Ante la parálisis gubernamental y la incapacidad de las autoridades para dar
una respuesta rápida y eficaz, fue la sociedad civil organizada la que en
última instancia atendió con prontitud y
destreza a los más necesitados y consiguió suplir la patética respuesta del
Gobierno. En pocas semanas llegó a participar casi un millón de personas en las
redes sociales. A todos ellos les animaba el hecho de sentirse parte de esa sociedad
civil. La gran notoriedad de este movimiento en comparación con el
protagonizado por los estudiantes en
1968 es que ya no se trató tanto de buscar un diálogo con el gobierno para dar
salida a un problema, sino que se apostó por romper con el monólogo del poder
establecido.
Otro momento del que participaron
con fuerza muchos de quienes estuvieron en las movilizaciones del 68 fue la
campaña para la presidencia del país liberada por Cuauthemoc Cárdenas. 1988
supuso la participación de cientos de miles de personas con el objetivo
compartido de sacar al PRI del poder. El posterior fraude electoral, con caída
del sistema incluido, supuso un nuevo golpe para muchos de los movimientos
sociales que vieron como el nuevo PRI con Carlos Salinas de Gortari a la cabeza,
ponía en funcionamiento toda la maquinaria del partido con la única intención
de dar continuidad al aparato político, económico y social que permanecía en el
poder desde décadas atrás. No obstante, como se ha preocupado en señalar
Monsiváis, resultó que ciertos sectores que participaron activamente del 68
mexicano vieron en Salinas de Gortari la oportunidad de un cambio desde
dentro, lo que les llevó a participar de algunos de los más sonados programas
políticos gubernamentales de los años noventa, tal fue el caso del PRONASOL.

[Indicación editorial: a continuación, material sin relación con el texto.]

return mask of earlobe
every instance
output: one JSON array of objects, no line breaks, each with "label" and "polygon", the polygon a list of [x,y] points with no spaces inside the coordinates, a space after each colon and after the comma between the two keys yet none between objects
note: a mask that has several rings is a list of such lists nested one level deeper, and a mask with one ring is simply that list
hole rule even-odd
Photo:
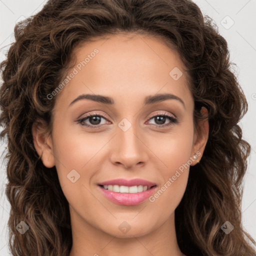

Si bien, ya en la década de los
noventa, el llamada espíritu del 68, encuentra su reflejo en el nuevo frente
abierto para la lucha social por las ONG´s, las cuales, por lo menos en sus
inicios, supusieron un espacio donde volcar muchas de las frustraciones
acumuladas por activistas y trabajadores sociales.

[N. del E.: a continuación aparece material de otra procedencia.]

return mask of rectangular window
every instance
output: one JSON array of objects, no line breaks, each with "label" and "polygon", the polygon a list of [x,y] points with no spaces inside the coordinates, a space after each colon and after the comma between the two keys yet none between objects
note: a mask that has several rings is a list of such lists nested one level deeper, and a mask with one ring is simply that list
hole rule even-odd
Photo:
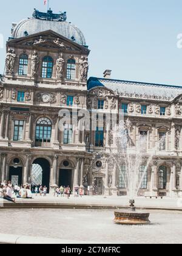
[{"label": "rectangular window", "polygon": [[24,121],[15,120],[13,140],[22,140]]},{"label": "rectangular window", "polygon": [[25,101],[25,92],[18,91],[17,101],[24,102]]},{"label": "rectangular window", "polygon": [[146,115],[147,113],[147,106],[146,105],[141,105],[141,115]]},{"label": "rectangular window", "polygon": [[64,144],[72,143],[73,127],[72,124],[66,124],[64,130]]},{"label": "rectangular window", "polygon": [[164,116],[166,115],[166,108],[165,107],[160,107],[160,115]]},{"label": "rectangular window", "polygon": [[123,113],[127,113],[127,106],[128,104],[126,104],[126,103],[123,103],[121,105],[121,109],[123,112]]},{"label": "rectangular window", "polygon": [[[144,172],[145,174],[144,176]],[[142,190],[146,190],[147,188],[147,171],[146,170],[146,166],[145,165],[142,165],[141,166],[140,166],[139,176],[139,182],[141,182],[141,180],[143,178],[143,180],[141,184],[141,188]]]},{"label": "rectangular window", "polygon": [[122,165],[119,173],[119,188],[126,188],[127,186],[127,176],[126,166]]},{"label": "rectangular window", "polygon": [[98,101],[98,109],[104,109],[104,101],[99,99]]},{"label": "rectangular window", "polygon": [[104,129],[103,127],[96,127],[95,132],[95,146],[104,146]]},{"label": "rectangular window", "polygon": [[73,96],[68,95],[67,96],[67,105],[72,106],[73,105],[74,97]]}]

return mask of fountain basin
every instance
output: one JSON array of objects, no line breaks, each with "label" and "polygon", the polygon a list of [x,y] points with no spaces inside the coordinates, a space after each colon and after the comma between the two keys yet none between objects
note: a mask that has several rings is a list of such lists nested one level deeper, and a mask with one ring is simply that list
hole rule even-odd
[{"label": "fountain basin", "polygon": [[150,223],[150,213],[139,211],[115,212],[114,222],[121,225],[144,225]]}]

En definitiva, esta conferencia
impartida en el Centro Cultural Universitario de Tlatelolco, desvela un rastreo
inteligente por el reguero de lucha que con el paso de las décadas ha dejado el
pionero movimiento social encabezado por los estudiantes de la Ciudad de
Méxicio en 1968. Aunque, bien es cierto, que en este repaso presentado por
Carlos Monsiváis se echó de menos la mención de esas otras luchas que desde
entonces han conseguido también rememorar el espíritu de las movilizaciones de
finales de los sesenta; me refiero especialmente al caso de los neo-zapatistas
de Chiapas. Y tengo la sensación de que el olvido de Monsiváis tiene algo de
intencionado, ya que tras las primeras simpatías que le causara la propuesta
del EZLN pareciera hoy algo irritado por el hecho de que los zapatistas se
enfrentaran a la candidatura de López Obrador para la presidencia en 2006. De
hecho, en algún momento de la conferencia el propio escritor mexicano ha
insinuado que también en la resistencia pacífica de quienes siguen apoyando a
López Obrador en su proyecto político hay mucho de eses espíritu estudiantil
del 68, y ahí creo que es donde Monsiváis se equivoca.